# is this stuffs tax deductible?



## KrisThuy (Aug 6, 2014)

*geniune car leather seat cover
*17inch good looking rims
*replace with sporty body kit

is this three can be used as deductible?

thanks guys


----------



## LAuberX (Jun 3, 2014)

you choose how to expense your car.

Mileage at .56 per mile (I will drive over 34,000 "uber" miles this year)
OR
"expenses" gas, oil, tires, seat covers, wheels..... you can't use both.

My gas will total about $4,500.00, oil changes $200. insurance $500. or $5,200.00 in "expenses"

so I think I am taking "mileage" $19,040.00 (That is more than my car cost me to buy)

with the new dashboard I have no idea what my total is without adding up all the seperate weeks, I will wait for the 1099 to show up.


----------



## KrisThuy (Aug 6, 2014)

LAuberX said:


> you choose how to expense your car.
> 
> Mileage at .56 per mile (I will drive over 34,000 "uber" miles this year)
> OR
> ...


yo man thanks for this great info


----------



## scrurbscrud (Sep 11, 2014)

LAuberX said:


> you choose how to expense your car.
> 
> Mileage at .56 per mile (I will drive over 34,000 "uber" miles this year)
> OR
> ...


I'm thinking you won't have any taxes to pay for Ubering.


----------



## LAuberX (Jun 3, 2014)

scrurbscrud said:


> I'm thinking you won't have any taxes to pay for Ubering.

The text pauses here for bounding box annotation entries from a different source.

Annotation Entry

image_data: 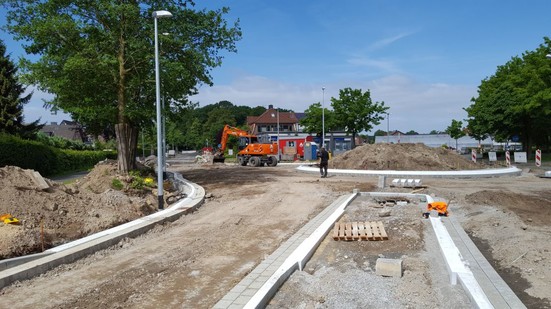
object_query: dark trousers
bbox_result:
[320,162,327,177]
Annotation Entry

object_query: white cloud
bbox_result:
[192,75,476,133]
[369,32,415,50]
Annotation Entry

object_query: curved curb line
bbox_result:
[297,165,522,178]
[0,173,205,288]
[213,193,358,309]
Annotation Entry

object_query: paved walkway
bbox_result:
[0,174,205,288]
[0,166,525,309]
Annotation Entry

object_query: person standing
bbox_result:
[319,147,329,178]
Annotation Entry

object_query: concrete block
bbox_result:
[375,258,402,277]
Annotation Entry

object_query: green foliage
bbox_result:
[164,101,266,149]
[111,178,124,191]
[331,88,388,147]
[446,119,466,149]
[129,170,156,190]
[0,134,116,176]
[465,37,551,150]
[0,0,241,172]
[35,132,93,150]
[0,40,43,138]
[446,119,466,140]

Ding ding ding! We have a winner! The Best thing about Uber!

No taxable income.

Its still just a minimum wage gig with no boss and a great view


----------



## scrurbscrud (Sep 11, 2014)

LAuberX said:


> Ding ding ding! We have a winner!
> 
> Its still just a minimum wage gig with no boss and a great view


Yeah, but you like to drive, right? heh heh

Seriously though, I'm thinking you probably only got paid for about 1/2 o dem miles but some of them were before the paycut. Nevertheless when you factor that I personally have a hell of a time getting to a buck a mile overall and that's with some XL and surge. LA just X fare is probably going to be much less than that. Maybe not. But by the time you put in whatever other expenses your creative accountant can muster I wouldn't expect the tax bite to even bite. Just guessin tho. I hope not. It would be a shame to see anyone getting a buck ten a mile gross for X fares to have to pay taxes. Doesn't compute unless you were driving like 2-5X surge all the time. That would be a feat!


----------



## LAuberX (Jun 3, 2014)

I hate to do the math, but it is closer to 2 miles driven for each dollar I net.

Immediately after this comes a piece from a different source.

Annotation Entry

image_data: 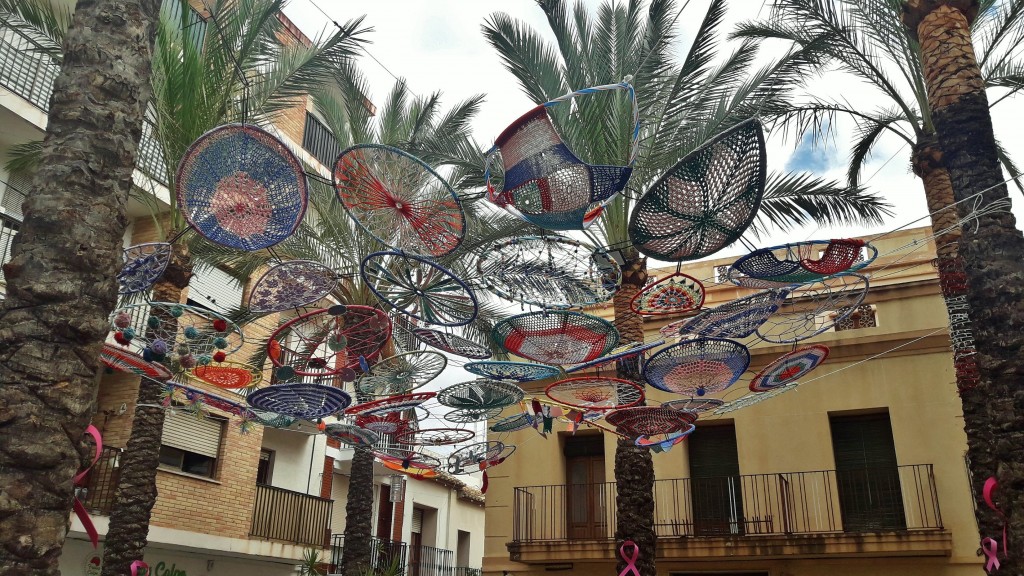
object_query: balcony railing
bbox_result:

Before all the cuts and new drivers more like 1:1

Used Prius only car that makes $ense for this gig.


----------



## scrurbscrud (Sep 11, 2014)

LAuberX said:


> I hate to do the math, but it is closer to 2 miles driven for each dollar I net.
> 
> Before all the cuts and new drivers more like 1:1
> 
> Used Prius only car that makes $ense for this gig.

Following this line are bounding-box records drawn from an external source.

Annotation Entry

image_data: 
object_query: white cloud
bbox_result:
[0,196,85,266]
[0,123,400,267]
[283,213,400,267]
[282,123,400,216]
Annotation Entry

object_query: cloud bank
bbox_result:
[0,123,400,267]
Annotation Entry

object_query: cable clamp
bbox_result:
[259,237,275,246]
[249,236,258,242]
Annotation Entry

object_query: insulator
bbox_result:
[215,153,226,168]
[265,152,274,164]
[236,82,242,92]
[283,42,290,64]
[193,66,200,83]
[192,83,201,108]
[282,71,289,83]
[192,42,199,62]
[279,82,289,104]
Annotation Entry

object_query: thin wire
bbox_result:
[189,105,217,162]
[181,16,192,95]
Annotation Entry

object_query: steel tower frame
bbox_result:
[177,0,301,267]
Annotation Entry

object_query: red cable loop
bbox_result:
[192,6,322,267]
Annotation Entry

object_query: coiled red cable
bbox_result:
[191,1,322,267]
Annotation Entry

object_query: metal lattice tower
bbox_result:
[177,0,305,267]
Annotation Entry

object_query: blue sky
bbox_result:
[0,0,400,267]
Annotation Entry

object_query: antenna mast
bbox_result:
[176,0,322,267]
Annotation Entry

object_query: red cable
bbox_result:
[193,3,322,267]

Ouch. Fortunately (by my humble estimations) Prius drivers can probably motor around for about a quarter a mile or so, even allowing for some repairs and replacement costs. Leaving you with somewhere in the high 20 cent range per mile actual income, but untaxed. So, the 34000 miles amounts to somewhere in the 9-11K range, untaxed. And you had to work yer ass off to git it. But hey, it's after tax (no tax), so it generally amounts to about the equivalent of a grand a month part time yob with shitty hours.


----------



## ashy (Jul 16, 2014)

KrisThuy said:


> *geniune car leather seat cover
> *17inch good looking rims
> *replace with sporty body kit
> 
> ...


You need to speak to accountant, you can't claim for mileage if you using your car for commercial use ie Taxi service

You claim for gas car washes repairs and so on no Mileage


----------



## scrurbscrud (Sep 11, 2014)

ashy said:


> You need to speak to accountant, you can't claim for mileage if you using your car for commercial use ie Taxi service
> 
> You claim for gas car washes repairs and so on no Mileage


Where the HELL did you come up with that?!

Yes, it's a MILEAGE or ACTUAL COST deduction.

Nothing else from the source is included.